Paylaş
Anne bir sabah bebek sandalyesinin altında bir tutam saç buldu. Bebeğin saçıydı... Alev Hanım, bakıcının çocuğunu dövdüğünden şüphelenmişti.
Babalarına söylediler...
Dede Çelebi Ekim, bir sabah anne-baba gidince evin kapısını dinlemeye başladı.
Çocuğun çığlıklarını duyunca da cep telefonuyla eve girip olanı biteni kaydetti.
Bakıcı Fadime, elinde terlikle 3 yaşındaki çocuğu dövüyordu. Anne-baba perişandı...
Minicik yavruları meğer her gün eziyet görüyormuş...
Hemen polise gidildi. Görüntü kaydı ve tutanaklar, ifadeler...
Dava açıldı...
Ama “basit yaralama” suçundan.
Savcı itiraz etti. Mahkeme bu defa davayı “eziyet” fiiline çevirdi...
Sonuçta...
6 ay gibi bir sürede Merzifon 2’nci Asliye Ceza Mahkemesi bakıcı kadına 7 yıl hapis cezası verdi...

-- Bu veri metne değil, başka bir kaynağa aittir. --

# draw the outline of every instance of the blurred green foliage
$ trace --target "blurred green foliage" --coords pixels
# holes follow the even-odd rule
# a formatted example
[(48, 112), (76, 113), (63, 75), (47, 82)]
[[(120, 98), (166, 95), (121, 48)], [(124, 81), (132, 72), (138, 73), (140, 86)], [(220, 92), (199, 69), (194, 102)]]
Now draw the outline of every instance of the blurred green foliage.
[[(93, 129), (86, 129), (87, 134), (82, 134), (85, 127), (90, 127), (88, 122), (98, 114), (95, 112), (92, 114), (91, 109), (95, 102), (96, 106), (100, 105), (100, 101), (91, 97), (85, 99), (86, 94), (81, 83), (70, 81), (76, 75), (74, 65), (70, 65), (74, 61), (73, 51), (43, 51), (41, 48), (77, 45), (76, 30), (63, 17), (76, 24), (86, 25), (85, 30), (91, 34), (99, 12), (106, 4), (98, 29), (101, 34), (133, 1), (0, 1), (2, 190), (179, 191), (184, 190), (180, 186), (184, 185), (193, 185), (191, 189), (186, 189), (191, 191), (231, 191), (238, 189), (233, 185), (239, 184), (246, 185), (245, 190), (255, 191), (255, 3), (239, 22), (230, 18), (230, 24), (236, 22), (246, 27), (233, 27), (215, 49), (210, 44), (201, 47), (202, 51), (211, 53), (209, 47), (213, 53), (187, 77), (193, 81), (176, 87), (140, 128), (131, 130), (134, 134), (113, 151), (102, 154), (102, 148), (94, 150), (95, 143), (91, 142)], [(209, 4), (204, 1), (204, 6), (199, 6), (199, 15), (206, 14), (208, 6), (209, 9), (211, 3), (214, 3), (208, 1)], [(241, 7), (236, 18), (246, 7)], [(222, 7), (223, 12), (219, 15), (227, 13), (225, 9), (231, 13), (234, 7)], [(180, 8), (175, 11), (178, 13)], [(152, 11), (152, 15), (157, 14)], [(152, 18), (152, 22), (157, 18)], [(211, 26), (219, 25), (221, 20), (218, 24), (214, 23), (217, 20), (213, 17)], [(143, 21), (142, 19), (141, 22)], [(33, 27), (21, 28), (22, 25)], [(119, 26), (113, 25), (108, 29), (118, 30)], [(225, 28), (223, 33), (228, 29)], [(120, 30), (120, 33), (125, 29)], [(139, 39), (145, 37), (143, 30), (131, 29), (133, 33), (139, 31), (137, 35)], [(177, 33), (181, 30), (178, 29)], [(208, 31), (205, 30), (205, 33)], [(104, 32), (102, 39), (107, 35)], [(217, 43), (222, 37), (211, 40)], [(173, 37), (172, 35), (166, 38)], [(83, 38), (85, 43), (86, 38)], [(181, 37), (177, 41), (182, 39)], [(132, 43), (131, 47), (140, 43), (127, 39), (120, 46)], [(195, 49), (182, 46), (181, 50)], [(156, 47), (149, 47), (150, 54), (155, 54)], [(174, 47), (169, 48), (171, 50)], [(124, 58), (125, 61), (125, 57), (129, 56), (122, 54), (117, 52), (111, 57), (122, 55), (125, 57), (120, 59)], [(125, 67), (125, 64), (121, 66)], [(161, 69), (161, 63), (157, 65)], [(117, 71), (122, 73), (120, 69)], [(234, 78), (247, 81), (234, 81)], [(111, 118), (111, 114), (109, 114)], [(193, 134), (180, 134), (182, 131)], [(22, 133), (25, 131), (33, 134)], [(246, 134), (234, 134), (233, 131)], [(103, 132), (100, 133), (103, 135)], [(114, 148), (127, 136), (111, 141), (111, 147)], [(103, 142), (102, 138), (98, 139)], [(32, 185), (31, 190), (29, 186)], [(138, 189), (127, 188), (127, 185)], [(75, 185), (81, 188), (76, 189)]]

Anne Alev’in ilk sözü şu oldu:
“Ben ilk şüphelendiğimizde önce toz konduramadım. Neden küçücük bir çocuğa bunu yapsın diye düşündüm. Videoyu izlediğimde şok oldum, dünyam başıma yıkıldı. En önemli varlığımı, evladımı emanet ettiğim bakıcı bunu yaptı. Kimseye güvenimiz kalmadı. Neyse ki adalet yerini buldu.”
Biliyorum ki milyonlarca çalışan anne-babanın zaman zaman içini bu kuşku kemirmektedir... Bu olayı ve cezayı yazdım ki...
Bir nebze ibret olsun...
Ayrıca kararı veren hâkimler de vicdanımızı rahatlattı. Helal olsun...
Fotoğraf: Mehmet Selim YALÇIN
BAZEN BİR FOTOĞRAF HER ŞEYİ ANLATIR
ŞU kolunu öğretmen ablasının omzuna atışına bakar mısınız?
Şu gözlerindeki ışık...
Şu gülüşü...
Şırnak’ın Silopi ilçesi burası...
Bölgedeki ailelerden gelen istek üzerine otistik çocuklar için bir sınıf açılıyor.
İlçe Milli Eğitim Müdürü Bülent Dayanan karar alıyor.
Okul müdürü Ali Bilgin sınıfı açıp öğretmenleri belirliyor.
Ve böylece, kan ve gözyaşı fotoğraflarıyla hatırladığımız bölgeden muazzam bir sevgi fotoğrafı yükseliyor.
Otistik çocuklar için Silopi’de bir sınıf...
İşte o sevginin, özverinin fotoğrafıdır bu...
7 otistik öğrenci, o sınıfta öğretmen ablalarının kollarında hayata tutunuyor.
Helal olsun size eğitim müdürü Dayanan... Helal olsun size okul müdürü Bilgin...
Ve sevgili öğretmenim...
Bu fotoğraftaki gibi yüzündeki o şefkat hiç eksilmesin...
‘KOŞUN! İTALYA’YA GELDİNİZ’
“BÖYLESİ ancak filmlerde olur” deriz ya... Tunç Okan’ın “Otobüs” filmini hatırlatacak bir olaydır bu.
Özeti şöyle:
Zonguldak Ereğli demir çelik fabrikalarının güvenlik görevlileri limanda koşan 6 kişi görür...
Yakalarlar...
- Nereye gidiyorsunuz kardeşim?
- ...
- Kimsiniz kardeşim?
- ...
- Allah Allah, sağır mı bunlar?
Bir görevli şüphelenir:
- Bunlar galiba Türk değil. Suriyeli falan...
Hemen polisi ararlar ve gerçek ortaya çıkar...
6 Filistinli İtalya’ya kaçmak için İstanbul’a gelirler. Orada kendisini acente olarak tanıtan birileriyle anlaşırlar.
Adam başı 5000 dolar...
Onları limanda bir konteynere bindirirler. Sonra “Bu gemi sizi İtalya’ya götürecek” derler.
Oysa gemi Ereğli Limanı’na gitmektedir.
Karaya çıkınca konteyneri açan bir kişi bağırır:
“Koşun! İşte burası İtalya...”
Neyse ki polis sahtekârları yakalar.
Farkında mısınız, son dönemde dünyanın en büyük meselesi “göçmen dramı” oldu...
Teknoloji geliştikçe insanlık geriliyor mu?